Transactional memory has not been immune to the Gartner hype-cycle. Nearly two years ago Ali-reza Adl-tabatabai from Intel reminded me of the hype-cycle, and we both commiserated that it appeared that we were at the “Peak of Inflated Expectations”. We had both just completed a week at the ACM’s PPoPP and we were both at what we viewed as the climax of the week, the Transact ’08 workshop. Every day that week we heard research about transactional memory – even though there was a whole day dedicated to this technology at the workshop. There was just so much enthusiasm about its promise, it seemed like every university was dedicating significant research efforts to it. It was an exciting time.
Yet, this was alarming to both of us since we had been working for commercial companies on implementations of transactional memory and both of us had already gone through our own personal hype cycle. I think I can honestly say that Ali was reminding me of the hype-cycle because he was worried about the impact of the “trough of disillusionment”. The higher the enthusiasm, the harder the fall feels when you dip into the trough. It felt like we were flying pretty high at that conference.
Looking back, maybe we were even beyond that peak but didn’t know it. Later that year both ACM Queue and the Communications of the ACM published critical articles on software transactional memory (STM). A critic with some rather damaging evidence was Calin Cascaval who was published in both venues and calling STM a research toy in CASCM and in Queue. The harshest terms were left to Bryan Cantrill, who while polite in print resorted to name-calling on his blog. (I tried not to take it personally since I have never met the man, I prefer civil discourse please.)
The economy then helped accelerate the fall into the trough of disillusionment with what appears to be Sun’s decision to abandon the ROCK processor. (It must have been made months before the day the Times reported that decision.) Lastly, looking at the pace of research today, we are not seeing the same number of papers published on STM as in the past.
I can talk about my own “hype-cycle” -- how I expected transactional memory to be a pervasive solution; and then as I gained more experience with it, I learned that it’s no silver bullet and only a piece of the pie.
Parallel programming is hard.
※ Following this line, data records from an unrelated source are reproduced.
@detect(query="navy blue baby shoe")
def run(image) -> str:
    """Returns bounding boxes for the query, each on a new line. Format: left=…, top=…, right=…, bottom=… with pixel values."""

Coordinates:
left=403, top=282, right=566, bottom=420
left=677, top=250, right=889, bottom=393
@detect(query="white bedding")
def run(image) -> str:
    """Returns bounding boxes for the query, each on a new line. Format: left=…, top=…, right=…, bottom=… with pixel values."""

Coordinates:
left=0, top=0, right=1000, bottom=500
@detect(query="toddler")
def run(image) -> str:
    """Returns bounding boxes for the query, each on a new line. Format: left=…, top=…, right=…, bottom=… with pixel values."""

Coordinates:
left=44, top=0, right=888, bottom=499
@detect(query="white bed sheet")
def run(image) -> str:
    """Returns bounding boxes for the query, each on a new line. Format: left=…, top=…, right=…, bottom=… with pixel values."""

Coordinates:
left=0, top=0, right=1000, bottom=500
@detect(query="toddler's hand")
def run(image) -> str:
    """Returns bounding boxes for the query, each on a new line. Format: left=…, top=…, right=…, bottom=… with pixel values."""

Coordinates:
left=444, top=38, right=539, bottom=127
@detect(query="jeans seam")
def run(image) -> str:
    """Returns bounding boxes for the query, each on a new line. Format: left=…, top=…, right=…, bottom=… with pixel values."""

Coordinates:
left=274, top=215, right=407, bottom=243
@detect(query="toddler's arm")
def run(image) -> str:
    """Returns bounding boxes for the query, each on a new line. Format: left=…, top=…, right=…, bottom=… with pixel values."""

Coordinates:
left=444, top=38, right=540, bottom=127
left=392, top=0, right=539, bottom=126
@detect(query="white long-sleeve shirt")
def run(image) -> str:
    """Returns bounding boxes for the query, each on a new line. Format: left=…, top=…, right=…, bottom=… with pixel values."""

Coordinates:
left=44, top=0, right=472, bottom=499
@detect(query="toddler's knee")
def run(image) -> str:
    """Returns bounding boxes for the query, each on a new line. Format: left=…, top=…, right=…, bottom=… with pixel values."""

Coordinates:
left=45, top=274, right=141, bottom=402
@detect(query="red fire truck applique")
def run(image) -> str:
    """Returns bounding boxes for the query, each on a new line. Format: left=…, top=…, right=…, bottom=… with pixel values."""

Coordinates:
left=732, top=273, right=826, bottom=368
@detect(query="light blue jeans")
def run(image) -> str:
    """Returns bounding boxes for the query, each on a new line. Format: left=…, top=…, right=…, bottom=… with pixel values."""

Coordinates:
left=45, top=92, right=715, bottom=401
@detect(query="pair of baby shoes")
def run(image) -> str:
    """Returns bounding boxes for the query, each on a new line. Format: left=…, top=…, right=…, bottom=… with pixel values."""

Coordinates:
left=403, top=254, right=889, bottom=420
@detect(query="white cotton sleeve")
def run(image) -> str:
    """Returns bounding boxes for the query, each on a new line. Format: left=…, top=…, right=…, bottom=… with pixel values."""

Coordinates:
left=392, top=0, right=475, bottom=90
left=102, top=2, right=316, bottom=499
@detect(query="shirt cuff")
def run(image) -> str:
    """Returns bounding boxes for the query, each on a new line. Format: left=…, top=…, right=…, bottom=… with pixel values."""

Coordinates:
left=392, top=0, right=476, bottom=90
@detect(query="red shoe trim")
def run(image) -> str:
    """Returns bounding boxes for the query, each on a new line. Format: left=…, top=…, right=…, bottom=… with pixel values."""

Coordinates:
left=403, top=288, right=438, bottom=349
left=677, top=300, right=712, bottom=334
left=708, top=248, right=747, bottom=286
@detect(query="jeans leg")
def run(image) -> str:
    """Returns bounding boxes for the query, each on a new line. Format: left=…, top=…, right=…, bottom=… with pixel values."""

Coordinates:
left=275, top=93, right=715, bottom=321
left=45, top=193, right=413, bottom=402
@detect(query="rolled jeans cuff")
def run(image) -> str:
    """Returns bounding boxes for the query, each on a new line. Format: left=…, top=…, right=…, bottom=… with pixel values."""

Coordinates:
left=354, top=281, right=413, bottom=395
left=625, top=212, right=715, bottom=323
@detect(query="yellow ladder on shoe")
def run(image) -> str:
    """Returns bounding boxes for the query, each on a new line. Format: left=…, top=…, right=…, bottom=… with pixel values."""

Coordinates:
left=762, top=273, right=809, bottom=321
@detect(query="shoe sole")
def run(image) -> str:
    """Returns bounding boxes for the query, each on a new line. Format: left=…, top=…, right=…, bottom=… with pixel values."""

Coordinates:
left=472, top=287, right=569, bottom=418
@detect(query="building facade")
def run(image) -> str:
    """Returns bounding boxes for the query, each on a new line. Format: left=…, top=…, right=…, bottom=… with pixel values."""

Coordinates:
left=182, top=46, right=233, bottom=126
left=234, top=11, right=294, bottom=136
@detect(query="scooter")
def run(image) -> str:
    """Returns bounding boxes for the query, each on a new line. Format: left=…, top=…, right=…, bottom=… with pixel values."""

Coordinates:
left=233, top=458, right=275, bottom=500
Transactional memory is just a tool – by itself it doesn’t make parallel programming any easier but in the hands of skilled programmers and with tools such as Parallel Extensions or the Concurrency Runtime, it can appreciably enhance productivity. Parallel programing still requires the ability to decompose your work into logical pieces that can be run in parallel; you should still strive to reduce the amount of shared state; and the more performance you try to squeeze from hardware, the more you need to understand its memory model.
I came to this conclusion after writing some horrible parallel code with transactional memory that performed abysmally. I went after a problem naively, trying to see if it was solvable. It was. Although I found I still had to be careful with STM’s memory model and synchronize on an object boundary. Even still, my application performed worse than serialized code, but it was correct. That is the inherent value of transactions – correctness. As anyone experienced with database technology or on-line transaction processing (OLTP) can attest, transactional actions can and often do impact performance.
Transactions underscore the inherent tension between performance and correctness.
My colleague Pat Helland, a major pioneer in the field of distributed transactions, denounced the two-phase commit protocol as an “anti-availability protocol”. While some may think he dislikes transactions, he was just dramatically describing the dangers inherent in this technology. Transactions create a dependency tree. As your application develops more dependencies, it becomes more fragile. This is especially true if these dependencies are between components in different recovery domains. To put it another way, the reliability of a transactional system is the intersection of the availability of all its participants. If the availability of two participants rarely overlaps, the likelihood of that transaction succeeding is low. This is a hard problem that really requires a lot of thought and compromise. Jim Johnson, et al and I worked on gluing various transactional management domains together and now Windows has transactions available from managed code through to the kernel.
When you apply this knowledge to transactional memory, the discussion only changes slightly. Availability is not the Achilles-heel of transactional memory since the typical TM system’s memory is shared across one or many CPUs within a single computer and available so long as the computer is running. So availability in TM is replaced by contention. The transaction is broken not by a participant leaving or voting “no” but by participating memory being incompatibly accessed by two different transactions. The larger the set of memory involved in a transaction (read-set), the greater likelihood that there will be some contention between that transaction and other transactions. Again, the more work you want to put under transactions the higher performance impact you accept.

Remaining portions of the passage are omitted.